Coburn’s point here is that the central importance of social capital is precisely because of Afghanistan’s status as a “failed state”. With governmental power so weak and the future so uncertain, no single authority was prepared to show its hand. An important corollary of this is the lack of coercive violence present in Istalif; this stands in stark contrast to both received views of Afghan politics and earlier, unambiguously orientalist anthropological work on Pashtun societies. Instead of the instrumental deployment of coercive power, the impression of organised authority in the village was delivered through rhetoric and symbols. As well as the whispered politics of reputation, this could take the form of overt display: the range of hats worn in Istalif all connoted different political and cultural affiliations, pakuls implying an association with a warlord, karakuls an affinity with Karzai’s metropolitan Kabuli elite, kepi with the awkwardly between-stools police force, and so on. Plugging gaps in the political infrastructure, in this fashion, led to a situation in which people behaved as if the state was much stronger than it really was, whilst privately acknowledging that its only real power was interventionary and disruptive. The failure to understand this crucial point, the author argues, has hamstrung Western attempts to redress Afghanistan’s problems. Perceptions of corruption, for example, assume that state officials are in some sense doing their job, just not correctly; this elides the way that patronage networks substitute for formal state systems entirely in a society in which the parameters of state control are so unclear and prospectively subject to change.

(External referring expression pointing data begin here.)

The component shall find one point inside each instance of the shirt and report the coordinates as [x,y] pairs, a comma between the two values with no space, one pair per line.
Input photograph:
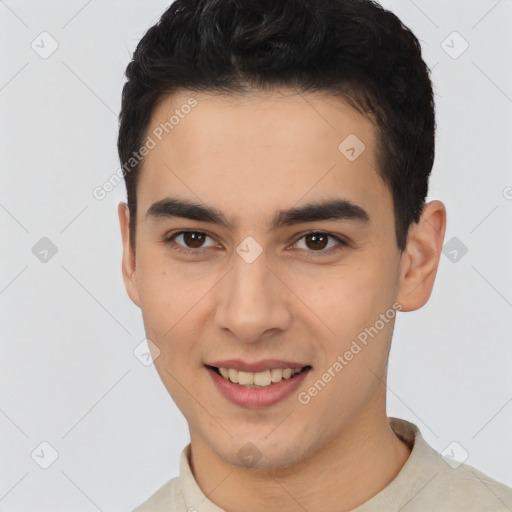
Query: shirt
[427,482]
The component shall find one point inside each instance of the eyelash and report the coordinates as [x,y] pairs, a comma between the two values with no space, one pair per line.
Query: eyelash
[311,254]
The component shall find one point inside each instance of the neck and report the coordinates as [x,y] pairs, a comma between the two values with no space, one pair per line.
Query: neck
[339,477]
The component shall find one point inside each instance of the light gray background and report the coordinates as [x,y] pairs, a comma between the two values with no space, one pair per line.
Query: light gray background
[68,373]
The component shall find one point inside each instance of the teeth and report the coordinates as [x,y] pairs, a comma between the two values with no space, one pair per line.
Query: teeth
[259,379]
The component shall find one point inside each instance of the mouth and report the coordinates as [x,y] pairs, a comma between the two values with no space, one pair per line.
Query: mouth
[258,380]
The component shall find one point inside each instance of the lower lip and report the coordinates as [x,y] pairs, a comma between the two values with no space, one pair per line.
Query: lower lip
[254,398]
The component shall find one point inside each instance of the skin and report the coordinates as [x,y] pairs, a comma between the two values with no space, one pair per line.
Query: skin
[249,157]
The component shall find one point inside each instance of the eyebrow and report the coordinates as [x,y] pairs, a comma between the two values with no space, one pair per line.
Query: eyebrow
[333,209]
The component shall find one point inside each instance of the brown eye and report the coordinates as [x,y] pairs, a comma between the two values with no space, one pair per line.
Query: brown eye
[316,240]
[319,243]
[188,242]
[194,239]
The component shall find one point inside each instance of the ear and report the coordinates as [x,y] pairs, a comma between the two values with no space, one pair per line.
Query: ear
[420,259]
[128,262]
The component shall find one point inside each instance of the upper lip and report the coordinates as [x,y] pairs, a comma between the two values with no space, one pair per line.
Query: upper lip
[257,366]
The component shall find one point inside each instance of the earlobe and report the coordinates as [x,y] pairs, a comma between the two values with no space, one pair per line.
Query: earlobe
[128,267]
[420,258]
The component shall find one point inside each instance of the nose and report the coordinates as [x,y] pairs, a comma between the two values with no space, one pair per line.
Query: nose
[253,301]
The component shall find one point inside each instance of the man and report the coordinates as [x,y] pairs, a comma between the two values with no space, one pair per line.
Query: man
[277,158]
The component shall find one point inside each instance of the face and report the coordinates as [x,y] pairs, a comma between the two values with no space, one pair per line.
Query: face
[261,280]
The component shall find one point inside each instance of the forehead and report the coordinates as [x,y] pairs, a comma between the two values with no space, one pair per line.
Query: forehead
[260,150]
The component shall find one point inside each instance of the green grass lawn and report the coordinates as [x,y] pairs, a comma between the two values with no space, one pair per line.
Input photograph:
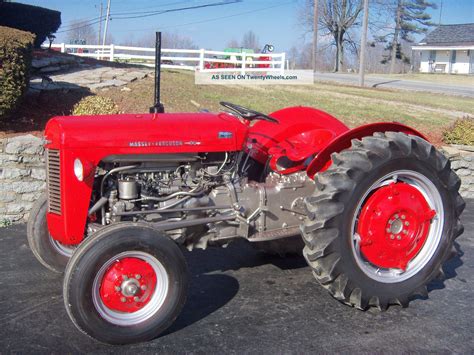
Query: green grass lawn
[454,79]
[428,112]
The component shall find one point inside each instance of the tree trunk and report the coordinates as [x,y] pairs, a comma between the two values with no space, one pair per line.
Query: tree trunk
[393,50]
[315,35]
[338,53]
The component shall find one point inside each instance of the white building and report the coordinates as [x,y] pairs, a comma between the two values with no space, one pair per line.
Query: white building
[447,49]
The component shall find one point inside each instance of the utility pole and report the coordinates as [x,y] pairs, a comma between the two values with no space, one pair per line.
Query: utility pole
[100,24]
[315,36]
[440,12]
[363,43]
[106,22]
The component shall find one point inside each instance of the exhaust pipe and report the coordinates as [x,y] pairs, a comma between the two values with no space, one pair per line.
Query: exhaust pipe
[157,106]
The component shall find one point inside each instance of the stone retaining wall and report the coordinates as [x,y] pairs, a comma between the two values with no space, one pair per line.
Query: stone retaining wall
[23,174]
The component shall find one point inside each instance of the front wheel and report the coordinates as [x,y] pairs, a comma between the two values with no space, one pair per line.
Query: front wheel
[382,220]
[125,284]
[49,252]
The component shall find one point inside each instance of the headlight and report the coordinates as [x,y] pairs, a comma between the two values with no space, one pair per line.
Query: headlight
[78,170]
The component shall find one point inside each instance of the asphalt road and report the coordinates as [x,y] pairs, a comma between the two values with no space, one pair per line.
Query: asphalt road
[402,84]
[242,301]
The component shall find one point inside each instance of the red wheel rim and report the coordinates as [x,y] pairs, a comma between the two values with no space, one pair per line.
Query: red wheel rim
[394,225]
[127,285]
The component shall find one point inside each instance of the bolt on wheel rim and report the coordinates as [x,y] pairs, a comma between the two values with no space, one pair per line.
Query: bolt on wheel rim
[130,288]
[397,226]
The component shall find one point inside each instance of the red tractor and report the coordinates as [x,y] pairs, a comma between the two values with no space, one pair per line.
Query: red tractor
[377,207]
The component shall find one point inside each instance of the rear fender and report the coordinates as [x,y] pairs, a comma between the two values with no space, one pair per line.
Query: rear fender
[322,161]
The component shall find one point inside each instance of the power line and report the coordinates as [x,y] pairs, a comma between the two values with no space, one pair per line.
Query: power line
[150,8]
[96,20]
[179,9]
[215,18]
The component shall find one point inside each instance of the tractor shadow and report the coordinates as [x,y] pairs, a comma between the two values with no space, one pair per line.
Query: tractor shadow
[209,289]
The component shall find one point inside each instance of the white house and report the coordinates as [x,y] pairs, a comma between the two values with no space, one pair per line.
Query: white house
[447,49]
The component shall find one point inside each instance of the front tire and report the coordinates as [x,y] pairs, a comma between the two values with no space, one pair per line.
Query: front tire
[382,220]
[50,253]
[125,284]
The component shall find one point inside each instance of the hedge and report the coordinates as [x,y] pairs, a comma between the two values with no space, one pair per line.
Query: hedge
[461,132]
[15,59]
[38,20]
[95,105]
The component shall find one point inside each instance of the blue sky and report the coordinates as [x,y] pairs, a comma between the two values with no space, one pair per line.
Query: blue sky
[274,21]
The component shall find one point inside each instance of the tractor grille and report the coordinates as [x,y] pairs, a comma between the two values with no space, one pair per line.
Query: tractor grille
[53,180]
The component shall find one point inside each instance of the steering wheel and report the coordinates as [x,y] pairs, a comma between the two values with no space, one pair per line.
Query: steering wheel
[247,113]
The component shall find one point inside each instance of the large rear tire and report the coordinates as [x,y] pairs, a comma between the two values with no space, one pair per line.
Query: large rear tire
[382,220]
[49,252]
[127,283]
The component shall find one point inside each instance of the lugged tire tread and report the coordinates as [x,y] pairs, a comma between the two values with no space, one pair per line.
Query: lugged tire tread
[320,250]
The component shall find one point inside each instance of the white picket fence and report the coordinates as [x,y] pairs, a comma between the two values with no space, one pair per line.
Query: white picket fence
[187,59]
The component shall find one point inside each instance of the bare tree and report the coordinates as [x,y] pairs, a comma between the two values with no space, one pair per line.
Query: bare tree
[336,18]
[409,17]
[250,41]
[81,32]
[233,43]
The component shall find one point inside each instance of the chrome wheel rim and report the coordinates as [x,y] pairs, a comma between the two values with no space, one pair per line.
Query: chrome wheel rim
[432,196]
[152,306]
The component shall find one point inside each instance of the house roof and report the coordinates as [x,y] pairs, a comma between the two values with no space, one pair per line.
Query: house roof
[454,35]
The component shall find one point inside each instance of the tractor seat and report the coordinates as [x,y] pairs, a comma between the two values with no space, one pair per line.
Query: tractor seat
[296,152]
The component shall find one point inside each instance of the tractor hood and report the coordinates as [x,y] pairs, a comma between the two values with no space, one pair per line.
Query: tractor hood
[180,132]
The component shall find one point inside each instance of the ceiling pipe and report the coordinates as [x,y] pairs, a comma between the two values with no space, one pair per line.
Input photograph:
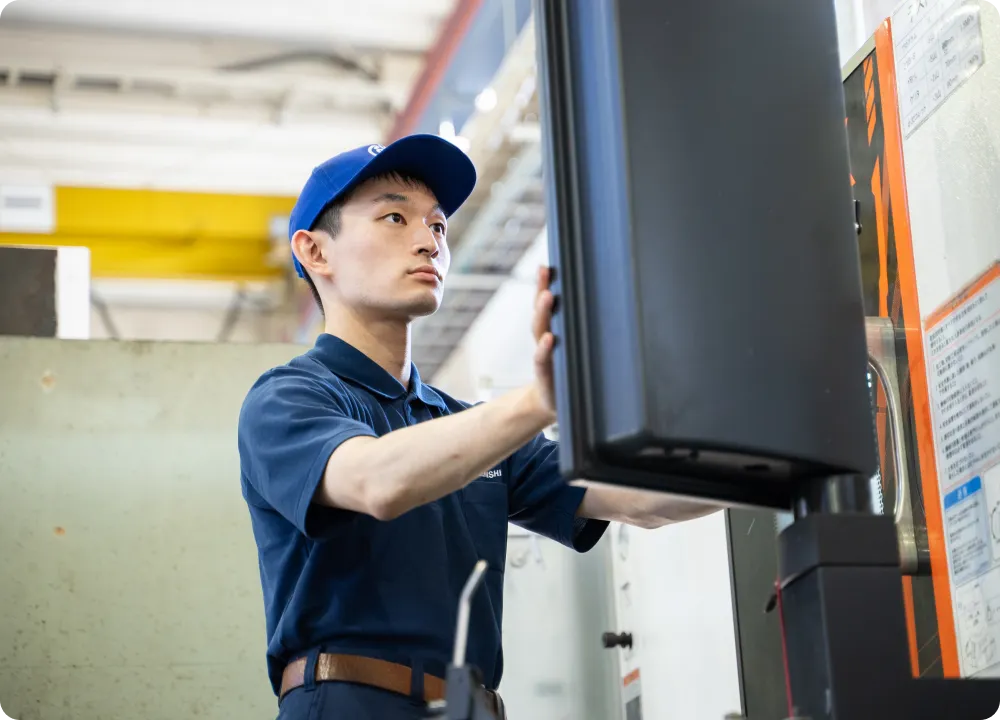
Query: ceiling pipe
[438,59]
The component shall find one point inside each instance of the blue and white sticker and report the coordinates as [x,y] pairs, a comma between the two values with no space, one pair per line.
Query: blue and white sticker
[968,530]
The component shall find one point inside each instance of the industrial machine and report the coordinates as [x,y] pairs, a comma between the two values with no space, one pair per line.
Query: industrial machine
[711,334]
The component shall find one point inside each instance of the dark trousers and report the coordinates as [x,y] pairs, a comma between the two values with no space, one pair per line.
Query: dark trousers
[344,701]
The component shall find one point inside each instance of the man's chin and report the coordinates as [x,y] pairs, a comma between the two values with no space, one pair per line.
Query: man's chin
[422,308]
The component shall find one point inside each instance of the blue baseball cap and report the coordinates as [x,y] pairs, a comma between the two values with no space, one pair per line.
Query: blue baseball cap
[444,168]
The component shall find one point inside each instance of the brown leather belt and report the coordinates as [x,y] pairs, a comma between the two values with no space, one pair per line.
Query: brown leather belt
[373,672]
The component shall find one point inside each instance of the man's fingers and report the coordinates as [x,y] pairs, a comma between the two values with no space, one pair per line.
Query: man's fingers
[544,278]
[543,314]
[543,355]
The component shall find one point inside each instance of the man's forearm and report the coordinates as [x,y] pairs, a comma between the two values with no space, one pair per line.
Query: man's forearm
[639,508]
[388,476]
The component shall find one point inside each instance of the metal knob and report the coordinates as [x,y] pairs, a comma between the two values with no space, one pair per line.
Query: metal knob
[610,640]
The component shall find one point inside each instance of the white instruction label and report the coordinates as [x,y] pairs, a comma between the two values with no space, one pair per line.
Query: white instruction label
[977,612]
[964,374]
[967,528]
[938,44]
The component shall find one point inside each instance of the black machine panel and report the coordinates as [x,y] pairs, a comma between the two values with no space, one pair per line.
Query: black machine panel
[709,324]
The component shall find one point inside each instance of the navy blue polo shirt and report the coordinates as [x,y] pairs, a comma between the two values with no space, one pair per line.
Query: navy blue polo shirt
[346,582]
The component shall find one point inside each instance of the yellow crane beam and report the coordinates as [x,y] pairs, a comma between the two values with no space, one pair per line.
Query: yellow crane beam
[157,234]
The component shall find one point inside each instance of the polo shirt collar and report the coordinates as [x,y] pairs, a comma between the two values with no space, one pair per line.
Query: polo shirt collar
[345,360]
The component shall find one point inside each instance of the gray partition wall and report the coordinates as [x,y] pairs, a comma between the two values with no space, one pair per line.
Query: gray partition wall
[128,577]
[128,574]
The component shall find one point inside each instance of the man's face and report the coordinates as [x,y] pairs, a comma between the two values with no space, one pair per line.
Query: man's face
[391,254]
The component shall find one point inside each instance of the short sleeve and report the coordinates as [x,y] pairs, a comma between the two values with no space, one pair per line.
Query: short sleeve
[289,426]
[543,502]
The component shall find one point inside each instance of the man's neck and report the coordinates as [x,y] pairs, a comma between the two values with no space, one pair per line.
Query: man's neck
[387,342]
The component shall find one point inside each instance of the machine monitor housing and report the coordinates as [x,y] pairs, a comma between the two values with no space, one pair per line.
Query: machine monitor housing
[709,323]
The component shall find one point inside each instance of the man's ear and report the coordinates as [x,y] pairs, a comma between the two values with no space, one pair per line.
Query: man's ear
[308,248]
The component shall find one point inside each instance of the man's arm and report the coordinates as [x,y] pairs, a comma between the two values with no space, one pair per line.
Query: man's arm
[388,476]
[640,508]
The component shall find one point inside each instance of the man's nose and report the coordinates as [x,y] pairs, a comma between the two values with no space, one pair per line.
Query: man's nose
[426,242]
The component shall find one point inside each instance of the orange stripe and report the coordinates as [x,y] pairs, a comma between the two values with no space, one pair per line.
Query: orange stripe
[968,291]
[883,242]
[911,625]
[915,350]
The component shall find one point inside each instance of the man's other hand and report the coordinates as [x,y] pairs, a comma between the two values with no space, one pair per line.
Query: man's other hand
[541,328]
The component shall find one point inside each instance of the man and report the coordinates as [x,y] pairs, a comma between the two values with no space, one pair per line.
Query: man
[372,494]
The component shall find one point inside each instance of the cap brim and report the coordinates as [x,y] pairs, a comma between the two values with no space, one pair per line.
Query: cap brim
[444,168]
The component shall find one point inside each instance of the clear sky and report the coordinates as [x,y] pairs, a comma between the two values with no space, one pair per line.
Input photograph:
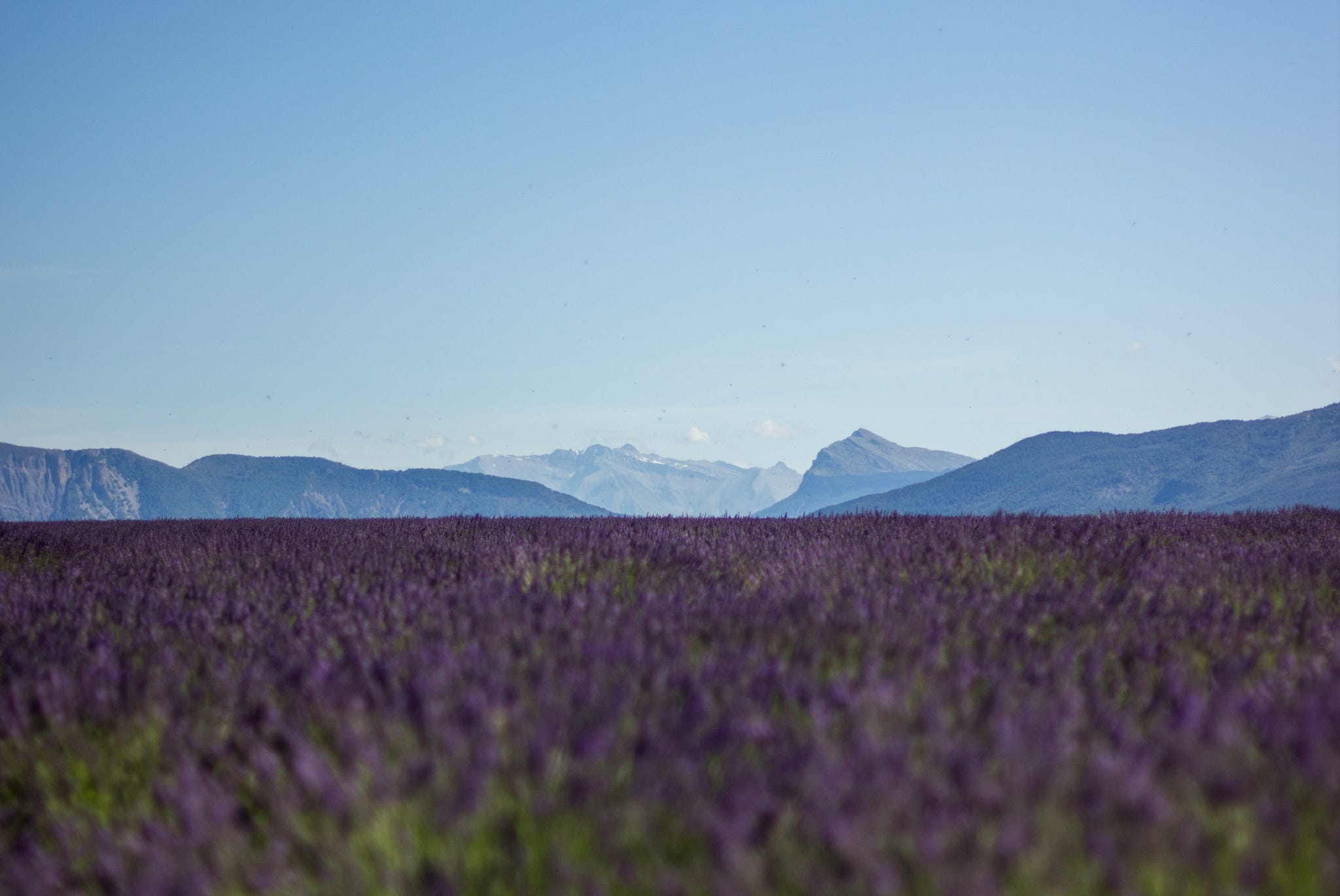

It is the way that these networks operate so conservatively on the cusp of political change that makes Coburn’s analysis so pertinent, at a time when so many other societies in the Islamic world are violently undergoing just that. Violence, as Hannah Arendt and others have pointed out, is an inherently unpredictable game changer in all sorts of situations, and consequently, difficult to fit into sociologists’ models of how people go about making decisions. The wary rigging of the status quo improvised in Istalif may seem at odds not only with wider Afghan society, but also in other circumstances in which the threat of instability and the fear of violence have to be practically managed on a day-to-day basis. How might a study like Coburn’s play out in the markets of Mogadishu, for example? And how long can this delicate balance of interests hold out under increasing social and economic pressures? As Coburn makes clear, political enfranchisement is not in itself a solution to violence when violence is just one political strategy among many others. To believe otherwise reflects the misguided insistence of Western state building’s efforts and misplaced belief in the efficacy of NGOs as a means of effecting change.

Despite gushing praise from Ronald Neumann—ex-US Ambassador to Afghanistan—on the book’s back cover, it remains to be seen how much of Coburn’s argument is taken on board by policymakers as America and Britain prepare for military withdrawal. It would be a shame, however, if this book was only read by those looking for a solution to Afghanistan’s problems. In parts of the book, the reader is so swept up in the mechanics of the local pottery industry that it’s easy to forget we’re in Afghanistan at all—the Taliban are but a fleeting presence, usually in memory, and Osama Bin Laden doesn’t even make it into the index. Just as Coburn’s analysis is portable to a wider social context, so is his methodology. As a commendable example of bringing anthropological approaches to bear on the study of how power operates in small networks, Bazaar Politics deserves a readership from a wide range of disciplines.

Andrew Fleming is reading for a DPhil in History at St Edmund’s Hall, Oxford.